NAFTA 2.0: Signs of Hope for Labor?

Photo by Jim Winstead | Public Domain

A really refreshing development in the resistance to the current American political regime has surfaced in response for changes in the North American Free Trade Agreement. Unions are seeing their chance to improve wages and conditions across North America and are using their leverage of good relations with Canada to improve the lives of Mexican workers.

Amid tense talks to renegotiate the North American Free Trade Agreement, one strong alliance has emerged: a pro-worker bond between Canadian officials and the U.S. labor movement.

Both American and Canadian unions want to raise wages in Mexico — in part to improve conditions for workers there and also to level the playing field on production costs.

U.S. Workers have also suffered from the right wing onslaught against the remnants of the New Deal, most lately the socalled “Right to Work” laws. Relabeled “Right to Mooch”, these laws have decimated unions by allowing less than enthusiastic members to receive union benefits without paying the cost of their representation. They are also part of a step-bystep approach to implement a privatized benefit system and a merit based wage scale, where workers compete with each other in a race to the bottom, and the workers who suck up the most receive the best treatment.

… the Canadian government has won union allies with its hard-line position that the U.S. must ban state right-to-work laws as part of an updated NAFTA.

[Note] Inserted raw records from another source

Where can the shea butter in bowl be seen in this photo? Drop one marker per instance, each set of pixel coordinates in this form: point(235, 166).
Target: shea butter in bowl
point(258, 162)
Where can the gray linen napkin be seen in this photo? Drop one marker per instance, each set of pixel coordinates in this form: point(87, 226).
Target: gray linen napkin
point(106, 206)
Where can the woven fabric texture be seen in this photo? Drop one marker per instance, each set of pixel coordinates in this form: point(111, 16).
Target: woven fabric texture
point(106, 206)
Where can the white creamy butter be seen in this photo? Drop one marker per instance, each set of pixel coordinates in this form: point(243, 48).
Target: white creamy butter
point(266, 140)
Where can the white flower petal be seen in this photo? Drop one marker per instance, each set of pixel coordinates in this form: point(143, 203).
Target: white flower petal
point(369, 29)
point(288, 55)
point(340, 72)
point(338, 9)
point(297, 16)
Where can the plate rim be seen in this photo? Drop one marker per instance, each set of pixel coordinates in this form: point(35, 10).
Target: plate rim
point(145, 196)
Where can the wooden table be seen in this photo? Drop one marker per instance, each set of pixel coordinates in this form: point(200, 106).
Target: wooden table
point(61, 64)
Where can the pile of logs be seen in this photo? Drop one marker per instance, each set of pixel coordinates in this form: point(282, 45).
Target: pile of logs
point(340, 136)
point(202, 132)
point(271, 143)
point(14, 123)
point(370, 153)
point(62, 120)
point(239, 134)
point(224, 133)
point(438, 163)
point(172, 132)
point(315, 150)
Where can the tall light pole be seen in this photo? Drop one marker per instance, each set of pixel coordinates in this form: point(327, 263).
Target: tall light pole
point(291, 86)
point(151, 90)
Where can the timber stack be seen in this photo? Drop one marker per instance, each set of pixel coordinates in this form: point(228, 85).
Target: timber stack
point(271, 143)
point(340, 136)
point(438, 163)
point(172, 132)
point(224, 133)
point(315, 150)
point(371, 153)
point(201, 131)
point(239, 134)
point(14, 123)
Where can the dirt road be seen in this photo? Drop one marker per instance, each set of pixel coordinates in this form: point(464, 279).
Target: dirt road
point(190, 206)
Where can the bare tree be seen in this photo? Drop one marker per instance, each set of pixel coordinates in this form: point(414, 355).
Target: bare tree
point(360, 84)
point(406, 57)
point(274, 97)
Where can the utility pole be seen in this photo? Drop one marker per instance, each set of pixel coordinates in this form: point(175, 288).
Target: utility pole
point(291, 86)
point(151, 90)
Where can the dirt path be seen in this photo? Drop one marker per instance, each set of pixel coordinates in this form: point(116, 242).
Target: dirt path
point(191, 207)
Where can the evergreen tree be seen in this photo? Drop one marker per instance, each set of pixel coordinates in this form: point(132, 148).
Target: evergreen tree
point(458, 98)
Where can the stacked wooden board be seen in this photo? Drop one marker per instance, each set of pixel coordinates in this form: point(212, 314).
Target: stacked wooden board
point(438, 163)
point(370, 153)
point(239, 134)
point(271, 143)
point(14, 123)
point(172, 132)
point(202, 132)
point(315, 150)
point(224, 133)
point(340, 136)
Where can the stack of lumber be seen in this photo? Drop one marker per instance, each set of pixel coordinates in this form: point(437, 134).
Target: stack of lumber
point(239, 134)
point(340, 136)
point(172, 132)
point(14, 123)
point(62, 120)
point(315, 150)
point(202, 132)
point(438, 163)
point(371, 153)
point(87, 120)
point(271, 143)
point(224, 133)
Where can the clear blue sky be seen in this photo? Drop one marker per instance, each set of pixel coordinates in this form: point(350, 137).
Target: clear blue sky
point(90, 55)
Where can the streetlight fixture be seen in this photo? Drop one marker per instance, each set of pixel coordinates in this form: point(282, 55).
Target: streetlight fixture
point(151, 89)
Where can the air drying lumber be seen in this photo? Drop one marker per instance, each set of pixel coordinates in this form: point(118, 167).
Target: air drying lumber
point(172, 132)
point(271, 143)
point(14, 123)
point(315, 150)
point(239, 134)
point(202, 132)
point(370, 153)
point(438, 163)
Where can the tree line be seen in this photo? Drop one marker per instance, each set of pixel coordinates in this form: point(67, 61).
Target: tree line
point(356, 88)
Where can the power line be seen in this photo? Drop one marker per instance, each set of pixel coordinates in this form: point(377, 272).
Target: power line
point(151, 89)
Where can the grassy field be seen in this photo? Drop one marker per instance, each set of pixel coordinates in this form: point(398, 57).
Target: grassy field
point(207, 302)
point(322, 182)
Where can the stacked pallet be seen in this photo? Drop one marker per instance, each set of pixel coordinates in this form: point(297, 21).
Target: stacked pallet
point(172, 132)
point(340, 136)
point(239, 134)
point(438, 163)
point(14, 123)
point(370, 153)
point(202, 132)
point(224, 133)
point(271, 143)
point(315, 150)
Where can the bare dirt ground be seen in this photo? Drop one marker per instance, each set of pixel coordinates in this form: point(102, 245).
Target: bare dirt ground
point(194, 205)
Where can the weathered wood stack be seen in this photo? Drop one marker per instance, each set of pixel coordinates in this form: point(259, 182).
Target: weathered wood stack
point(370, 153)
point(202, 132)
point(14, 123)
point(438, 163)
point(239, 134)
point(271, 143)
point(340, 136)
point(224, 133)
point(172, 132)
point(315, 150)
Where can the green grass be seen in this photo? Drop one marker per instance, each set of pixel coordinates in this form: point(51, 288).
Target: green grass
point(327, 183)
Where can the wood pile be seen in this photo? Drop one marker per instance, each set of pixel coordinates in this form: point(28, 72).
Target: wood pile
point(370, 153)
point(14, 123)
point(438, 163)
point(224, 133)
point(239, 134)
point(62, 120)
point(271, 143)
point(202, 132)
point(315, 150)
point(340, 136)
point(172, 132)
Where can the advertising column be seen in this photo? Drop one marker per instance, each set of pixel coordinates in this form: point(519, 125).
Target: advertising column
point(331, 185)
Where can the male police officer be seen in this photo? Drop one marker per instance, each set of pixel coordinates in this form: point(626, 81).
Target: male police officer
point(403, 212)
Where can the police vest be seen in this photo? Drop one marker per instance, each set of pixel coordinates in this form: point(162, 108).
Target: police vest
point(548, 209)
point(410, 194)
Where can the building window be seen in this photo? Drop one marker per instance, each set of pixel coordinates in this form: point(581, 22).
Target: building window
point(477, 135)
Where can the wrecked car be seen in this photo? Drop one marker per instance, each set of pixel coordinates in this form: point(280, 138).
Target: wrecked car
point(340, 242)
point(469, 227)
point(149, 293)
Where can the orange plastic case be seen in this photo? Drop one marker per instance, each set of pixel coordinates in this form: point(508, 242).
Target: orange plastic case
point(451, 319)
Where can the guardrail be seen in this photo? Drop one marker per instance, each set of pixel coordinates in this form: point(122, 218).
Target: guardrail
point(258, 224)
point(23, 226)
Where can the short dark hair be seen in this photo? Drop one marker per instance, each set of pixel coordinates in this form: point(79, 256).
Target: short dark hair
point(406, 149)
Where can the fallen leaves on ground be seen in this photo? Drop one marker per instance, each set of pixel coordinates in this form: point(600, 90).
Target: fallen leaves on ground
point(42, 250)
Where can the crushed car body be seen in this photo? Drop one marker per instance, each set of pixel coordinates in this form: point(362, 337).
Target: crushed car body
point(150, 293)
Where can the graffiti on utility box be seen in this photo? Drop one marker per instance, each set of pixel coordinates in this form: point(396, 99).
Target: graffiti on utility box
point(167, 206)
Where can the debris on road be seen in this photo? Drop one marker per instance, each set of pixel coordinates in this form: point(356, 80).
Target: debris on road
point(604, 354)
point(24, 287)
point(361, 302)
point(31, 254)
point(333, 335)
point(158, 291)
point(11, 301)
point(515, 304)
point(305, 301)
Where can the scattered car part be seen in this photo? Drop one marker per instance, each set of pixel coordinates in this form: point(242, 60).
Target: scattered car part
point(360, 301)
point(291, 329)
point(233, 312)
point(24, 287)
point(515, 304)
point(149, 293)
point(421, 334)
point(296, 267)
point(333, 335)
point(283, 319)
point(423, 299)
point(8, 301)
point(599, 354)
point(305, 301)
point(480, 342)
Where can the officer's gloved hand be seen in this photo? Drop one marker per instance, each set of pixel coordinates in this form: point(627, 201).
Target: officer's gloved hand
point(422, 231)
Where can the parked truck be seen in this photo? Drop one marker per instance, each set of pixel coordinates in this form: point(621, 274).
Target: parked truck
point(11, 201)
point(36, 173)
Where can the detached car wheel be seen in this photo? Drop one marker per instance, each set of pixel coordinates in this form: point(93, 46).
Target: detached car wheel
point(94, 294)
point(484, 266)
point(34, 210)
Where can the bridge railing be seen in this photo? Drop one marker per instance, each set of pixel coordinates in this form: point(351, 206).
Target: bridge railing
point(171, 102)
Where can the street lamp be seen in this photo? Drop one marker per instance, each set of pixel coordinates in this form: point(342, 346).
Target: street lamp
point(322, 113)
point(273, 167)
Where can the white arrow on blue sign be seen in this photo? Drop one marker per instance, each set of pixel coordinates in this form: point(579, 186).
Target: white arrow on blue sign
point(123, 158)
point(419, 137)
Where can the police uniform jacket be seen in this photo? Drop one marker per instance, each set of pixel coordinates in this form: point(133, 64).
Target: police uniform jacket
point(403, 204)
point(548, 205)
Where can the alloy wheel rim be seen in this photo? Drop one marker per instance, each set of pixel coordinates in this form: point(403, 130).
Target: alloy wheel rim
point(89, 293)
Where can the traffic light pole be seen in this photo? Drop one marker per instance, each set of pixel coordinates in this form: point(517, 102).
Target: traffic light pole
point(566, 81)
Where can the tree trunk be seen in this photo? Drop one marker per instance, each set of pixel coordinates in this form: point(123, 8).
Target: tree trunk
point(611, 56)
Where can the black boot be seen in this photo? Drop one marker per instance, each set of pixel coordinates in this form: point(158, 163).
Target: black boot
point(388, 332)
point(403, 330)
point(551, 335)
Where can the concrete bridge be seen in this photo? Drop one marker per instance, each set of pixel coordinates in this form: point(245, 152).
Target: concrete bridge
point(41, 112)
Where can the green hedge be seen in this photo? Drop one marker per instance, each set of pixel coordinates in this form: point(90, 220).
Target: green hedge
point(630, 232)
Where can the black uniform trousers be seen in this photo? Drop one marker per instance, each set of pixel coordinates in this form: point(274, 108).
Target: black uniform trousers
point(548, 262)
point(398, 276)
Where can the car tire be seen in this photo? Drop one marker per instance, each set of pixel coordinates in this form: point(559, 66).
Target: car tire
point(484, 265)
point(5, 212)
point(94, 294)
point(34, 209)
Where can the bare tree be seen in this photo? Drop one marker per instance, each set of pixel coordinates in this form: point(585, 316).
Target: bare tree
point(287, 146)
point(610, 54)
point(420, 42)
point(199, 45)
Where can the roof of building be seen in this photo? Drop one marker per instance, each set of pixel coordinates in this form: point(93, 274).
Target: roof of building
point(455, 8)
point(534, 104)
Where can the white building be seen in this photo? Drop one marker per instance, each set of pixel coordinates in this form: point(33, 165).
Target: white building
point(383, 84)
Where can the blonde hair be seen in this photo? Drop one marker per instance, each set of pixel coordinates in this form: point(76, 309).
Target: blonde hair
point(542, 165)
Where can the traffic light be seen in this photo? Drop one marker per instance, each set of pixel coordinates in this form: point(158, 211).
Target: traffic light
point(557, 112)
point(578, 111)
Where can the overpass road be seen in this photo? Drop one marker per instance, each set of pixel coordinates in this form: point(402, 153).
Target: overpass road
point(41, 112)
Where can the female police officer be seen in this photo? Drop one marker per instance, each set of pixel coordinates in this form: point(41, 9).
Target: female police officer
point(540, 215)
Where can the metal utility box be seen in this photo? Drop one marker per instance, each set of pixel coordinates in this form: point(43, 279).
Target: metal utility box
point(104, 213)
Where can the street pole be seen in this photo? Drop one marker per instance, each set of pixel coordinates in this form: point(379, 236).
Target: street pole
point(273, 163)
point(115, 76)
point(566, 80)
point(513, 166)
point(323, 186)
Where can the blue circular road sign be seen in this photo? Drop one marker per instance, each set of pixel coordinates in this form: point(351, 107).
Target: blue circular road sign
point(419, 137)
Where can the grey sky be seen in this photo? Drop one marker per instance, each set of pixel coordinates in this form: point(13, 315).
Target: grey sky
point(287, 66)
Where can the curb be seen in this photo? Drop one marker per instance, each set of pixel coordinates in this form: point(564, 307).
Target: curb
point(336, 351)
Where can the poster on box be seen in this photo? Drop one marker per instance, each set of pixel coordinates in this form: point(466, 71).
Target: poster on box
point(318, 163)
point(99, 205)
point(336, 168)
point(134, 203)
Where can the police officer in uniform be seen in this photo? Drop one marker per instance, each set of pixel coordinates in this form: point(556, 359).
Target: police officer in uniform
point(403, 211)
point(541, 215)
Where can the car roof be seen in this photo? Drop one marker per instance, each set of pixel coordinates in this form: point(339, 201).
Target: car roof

Canada believes that lax labor standards in America — including right-to-work laws — and Mexico give those countries an unfair advantage in attracting jobs.

Right-to-work — now active in 27 U.S. states — allows employees in unionized shops to refuse to pay dues even if they benefit from union protection, ultimately draining labor groups of resources. Jerry Dias, the leader of Unifor, Canada’s largest private-sector trade union, has praised his government for making right-to-work and other labor reforms a central tenet of the ongoing NAFTA overhaul.

Many American progressives have held out hope that other developed countries of the world would take some leadership on issues such as trade and climate change as the U.S. drops the ball, and create some push-back to the America First mantra of Trump. This recent alliance of Canadian political leaders and American/Canadian unions seems to do just that.

Justin Trudeau says Canada can shine as U.S. is ‘turning inward’ Negotiators from all three countries were in D.C. last week for the fourth session of NAFTA talks.

Tariffs have been part of America from the beginning, in fact they were the main revenue source for the federal government until the income tax was imposed in 1914. The Jeffersonian idea of tariffs was not protectionism.

Tariffs were imposed to provide an even playing field for labor. The “price” of commerce is based on commodities, labor, transportation, currency differentials and profit. Of these, wages paid for labor are the most fragile and in need of protection.

The triangulation of Bill Clinton brought globalization roaring into Americans living rooms as jobs were shipped overseas.

The go-go bubble of the stock market in the90’s disguised this for a while, but the benefits promised for American labor were illusory.

In 1993, the U.S. had an automotive trade deficit with Mexico of $3.5 billion. By 2016, that deficit had grown to $45.1 billion. For auto parts, the U.S. deficit with Mexico was $100 million in 1993; it was 200 times larger by 2016, at $23.8 billion,” Williams said. At the same time, the average wage for a Mexican auto worker has stayed at $3 an hour, he added.

The development of unions standing with more progressive governments to improve the lives of the least well-off in a neighboring beleaguered country gives hope that this is a first step towards an international application of people power based on the idea that there are sufficient resources to build a peace, prosperous society for all.

Source of quotes, Ginger Adams Otis, New York Daily News, October 14, 2017.